John the Saint joined me, and together we watched the storm roll in. And then, between flashes of lightning, there was something else lighting up the evening--tiny little gold lights, burning silently and bright for a second, and then disappearing just as quickly. An enormous smile spread over my face as I realized I was seeing fireflies for the first time since I had moved away from the Midwest, almost twenty years before. I glanced over at John, who smiled back, enjoying my simple bliss.
And just like that, I was hopelessly in love with Indiana. With the whole Midwest, really.
Now, as I am beginning to contemplate where to go next, my mind keeps drifting back to the Midwest. Should I try to go back? Am I only considering it because, after the disappointment and emotional desert that is California, it seems safe and comfortable and familiar? Or is it time for me to return? It's felt more right than any other place. Or should I leave that love in the past and move on to something else? Should I try to forget the fireflies, the haze settling on the landscape in a summer dusk, the iron-grey skies of an endless February, the shabby nobility of 100-year-old barns, long abandoned to decay in overgrown fields, the chilly autumn evenings?
I don't think I can forget it.
But I don't know if I should try to go back.
Monday, May 4, 2009
In the Wee Small Hours of the Morning...
This never used to happen, but lately, it’s getting to be an almost regular occurrence. I awakened around 4 this morning, and could not go back to sleep. A full bladder may have been the culprit, but I suspect the real cause was a distubing dream in which I was a caregiver to an old lady and her 101 (not Dalmatian) cats. Fears of becoming my mother, much?
Anyway, any normal person would have used the litterbox, shaken off the dream, and re-commenced slumbering, but that would be a normal person. Not the Sassy Kitten, here.

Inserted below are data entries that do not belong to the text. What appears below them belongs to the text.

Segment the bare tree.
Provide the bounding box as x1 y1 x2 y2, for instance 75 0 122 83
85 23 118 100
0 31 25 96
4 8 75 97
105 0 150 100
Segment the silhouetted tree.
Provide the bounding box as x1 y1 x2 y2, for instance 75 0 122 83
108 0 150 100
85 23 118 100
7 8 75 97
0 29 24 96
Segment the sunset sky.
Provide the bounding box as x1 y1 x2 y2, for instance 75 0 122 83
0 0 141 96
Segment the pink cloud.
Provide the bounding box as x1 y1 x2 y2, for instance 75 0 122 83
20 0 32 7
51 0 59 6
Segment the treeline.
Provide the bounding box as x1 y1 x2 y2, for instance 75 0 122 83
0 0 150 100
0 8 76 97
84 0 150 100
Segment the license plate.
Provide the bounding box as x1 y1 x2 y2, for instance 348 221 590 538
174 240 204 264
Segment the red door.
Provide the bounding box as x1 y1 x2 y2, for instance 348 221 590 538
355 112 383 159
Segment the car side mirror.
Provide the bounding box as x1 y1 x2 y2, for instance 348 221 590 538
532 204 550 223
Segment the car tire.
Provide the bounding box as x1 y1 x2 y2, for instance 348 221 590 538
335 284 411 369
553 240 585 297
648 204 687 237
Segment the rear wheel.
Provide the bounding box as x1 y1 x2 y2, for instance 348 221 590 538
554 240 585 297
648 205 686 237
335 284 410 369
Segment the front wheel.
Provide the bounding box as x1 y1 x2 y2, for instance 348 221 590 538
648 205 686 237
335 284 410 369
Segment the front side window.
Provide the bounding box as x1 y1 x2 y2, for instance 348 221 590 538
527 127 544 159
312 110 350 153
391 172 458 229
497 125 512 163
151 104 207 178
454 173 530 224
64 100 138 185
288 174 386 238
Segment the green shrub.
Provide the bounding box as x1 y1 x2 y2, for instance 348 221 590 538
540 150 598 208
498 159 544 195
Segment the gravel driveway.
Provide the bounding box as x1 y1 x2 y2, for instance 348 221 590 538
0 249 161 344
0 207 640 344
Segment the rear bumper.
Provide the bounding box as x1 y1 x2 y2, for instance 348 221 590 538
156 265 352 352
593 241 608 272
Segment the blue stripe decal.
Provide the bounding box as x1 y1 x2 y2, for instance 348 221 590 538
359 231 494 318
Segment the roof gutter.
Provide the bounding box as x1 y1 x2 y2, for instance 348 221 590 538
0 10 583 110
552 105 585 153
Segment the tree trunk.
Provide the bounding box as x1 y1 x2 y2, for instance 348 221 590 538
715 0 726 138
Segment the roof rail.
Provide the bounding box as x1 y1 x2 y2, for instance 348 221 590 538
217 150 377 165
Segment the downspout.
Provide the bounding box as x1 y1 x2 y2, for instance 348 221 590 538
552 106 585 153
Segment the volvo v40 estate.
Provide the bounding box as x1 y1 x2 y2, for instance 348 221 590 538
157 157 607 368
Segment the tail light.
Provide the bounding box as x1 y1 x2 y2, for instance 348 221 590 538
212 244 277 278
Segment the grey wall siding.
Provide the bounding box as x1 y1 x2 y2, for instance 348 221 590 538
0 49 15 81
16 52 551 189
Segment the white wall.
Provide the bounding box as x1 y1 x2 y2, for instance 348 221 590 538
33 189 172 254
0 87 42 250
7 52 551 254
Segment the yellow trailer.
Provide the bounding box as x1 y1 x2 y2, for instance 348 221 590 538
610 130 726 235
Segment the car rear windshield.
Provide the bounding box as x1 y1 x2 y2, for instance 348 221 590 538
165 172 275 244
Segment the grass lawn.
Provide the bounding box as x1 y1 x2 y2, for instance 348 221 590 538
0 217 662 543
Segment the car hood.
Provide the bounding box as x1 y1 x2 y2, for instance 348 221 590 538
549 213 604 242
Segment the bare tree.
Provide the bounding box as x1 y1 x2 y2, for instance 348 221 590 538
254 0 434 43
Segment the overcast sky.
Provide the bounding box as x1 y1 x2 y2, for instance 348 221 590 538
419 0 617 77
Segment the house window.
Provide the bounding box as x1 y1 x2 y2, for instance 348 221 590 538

I’ve got about a billion things on my mind lately, so as soon as I awoke, all one billion of them slammed back into my awareness like an inconvenient tsunami on Boxing Day. And stupid me, I spent the next hour in bed, thinking about them, until I gave it up and rose to meet the day at 5 AM.
There are worse ways to go–I tend to roll out of bed 30 minutes before I need to be at work, and this barely gives me enough time to bathe, let alone prepare my responsible, professional (fraudulent) self. So having three and a half hours to get ready is an unexpected luxury–it gives me time to make my oatmeal. Clean. Write some emails. Blog about pointless minutiae. Spend time on the exercise bike. Fold laundry. Even lay out my work clothes. Not bad for a Monday morning!
But lord, I will be hating life by 4 PM today.